Tuesday, November 07, 2006

VOTING IRREGULARITIES: BIG SURPRISE (or not!)

OK, so MSNBC.com is [http://www.msnbc.msn.com/id/15590530/|reporting] that:
Programming errors and inexperience dealing with electronic voting machines frustrated poll workers in hundreds of precincts early Tuesday, delaying voters in Indiana, Ohio, Miss. and Florida and leaving some with little choice but to use paper ballots instead.
I love how the article says "paper ballots" like they're a bad thing. It's the electronic machines that are bad. Here's more from the article:
In Cleveland, voters rolled their eyes as election workers fumbled with new touchscreen machines that they couldn’t get to start properly until about 10 minutes after polls opened. “We got five machines — one of them’s got to work,” said Willette Scullank, a troubleshooter from the Cuyahoga County, Ohio, elections board.
That's the spirit! ONE of them's got to work! Well, not really :) Here's more:
In Mississippi's Hancock County, where voters were heading to the polls for the first time since it was clobbered by Hurricane Katrina, MSNBC found Pamela Metzler, circuit clerk for Hancock County, Miss., fuming. “The equipment is just over the top for the average poll worker,” she fumed. “Hell, it’s over the top for me.”
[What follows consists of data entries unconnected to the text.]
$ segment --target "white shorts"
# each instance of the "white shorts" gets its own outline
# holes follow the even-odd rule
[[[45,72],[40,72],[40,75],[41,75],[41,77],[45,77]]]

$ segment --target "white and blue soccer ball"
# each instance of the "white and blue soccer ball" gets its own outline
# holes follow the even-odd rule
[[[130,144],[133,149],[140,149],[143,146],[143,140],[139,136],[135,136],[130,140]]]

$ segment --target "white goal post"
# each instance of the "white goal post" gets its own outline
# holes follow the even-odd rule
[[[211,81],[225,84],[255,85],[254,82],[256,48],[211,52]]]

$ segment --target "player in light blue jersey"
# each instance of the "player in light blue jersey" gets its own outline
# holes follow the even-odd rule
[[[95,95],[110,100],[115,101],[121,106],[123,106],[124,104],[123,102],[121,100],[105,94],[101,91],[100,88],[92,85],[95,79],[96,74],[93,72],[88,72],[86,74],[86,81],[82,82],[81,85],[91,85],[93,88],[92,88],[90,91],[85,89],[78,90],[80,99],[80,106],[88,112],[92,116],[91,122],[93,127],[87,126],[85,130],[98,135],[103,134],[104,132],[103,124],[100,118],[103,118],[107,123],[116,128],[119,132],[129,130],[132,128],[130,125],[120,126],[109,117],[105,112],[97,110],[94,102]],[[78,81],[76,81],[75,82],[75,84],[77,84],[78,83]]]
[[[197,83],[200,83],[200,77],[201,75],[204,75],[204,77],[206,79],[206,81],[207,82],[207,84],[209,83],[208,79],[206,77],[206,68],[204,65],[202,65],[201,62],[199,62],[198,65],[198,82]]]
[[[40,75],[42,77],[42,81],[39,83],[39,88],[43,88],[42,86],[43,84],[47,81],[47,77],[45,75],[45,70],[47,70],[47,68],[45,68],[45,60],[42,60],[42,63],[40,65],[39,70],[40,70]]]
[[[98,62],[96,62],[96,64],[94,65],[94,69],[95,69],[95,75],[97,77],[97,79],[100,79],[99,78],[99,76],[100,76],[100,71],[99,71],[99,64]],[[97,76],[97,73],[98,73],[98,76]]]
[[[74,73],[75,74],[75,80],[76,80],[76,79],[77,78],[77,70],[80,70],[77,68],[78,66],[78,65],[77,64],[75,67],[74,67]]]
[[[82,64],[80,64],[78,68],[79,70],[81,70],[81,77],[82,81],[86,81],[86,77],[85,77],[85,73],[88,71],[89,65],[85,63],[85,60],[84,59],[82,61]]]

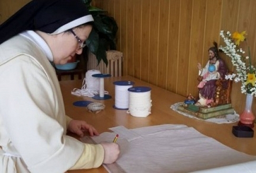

Wow--what's so difficult about pressing buttons on a touch-screen? I suppose that could be very difficult if the software was designed for crap... For from the article:
Metzler said the Diebold touch-screen machines were “shoved down our throats” by Secretary of State Eric Clark as part of a deal that brought 77 of Mississippi’s 82 counties into compliance with the Help America Vote Act of 2002. Tuesday’s general election was the first big test of the system. Metzler said the equipment problems were keeping some county residents from casting their ballots on their first attempt.
Nice, so now these Diebold machines are serving as a detriment to democracy. WEEEE! And a bit more:
In Indiana’s Marion County, about 175 of 914 precincts turned to paper because poll workers didn’t know how to run the machines, said Marion County Clerk Doris Ann Sadler. She said it could take most of the day to fix all of the machine-related issues. Election officials in Delaware County, Ind., planned to seek a court order to extend voting after an apparent computer error prevented voters from casting ballots in 75 precincts there. County Clerk Karen Wenger said the cards that activate the machines were programmed incorrectly. “We are working with precincts one by one over the telephone to get the problem fixed,” she said.
Sheesh. My polling place has changed for the first time in the eight years I've lived in my apartment. I wonder if they'll switch from the ink-a-vote system (the non-punch-card punch-cards) to electronic machines. I'll have my minicam there just in case I get an electronic machine. Man, talk about Russian roulette! Will it record my vote properly? Will it not? WHO KNOWS!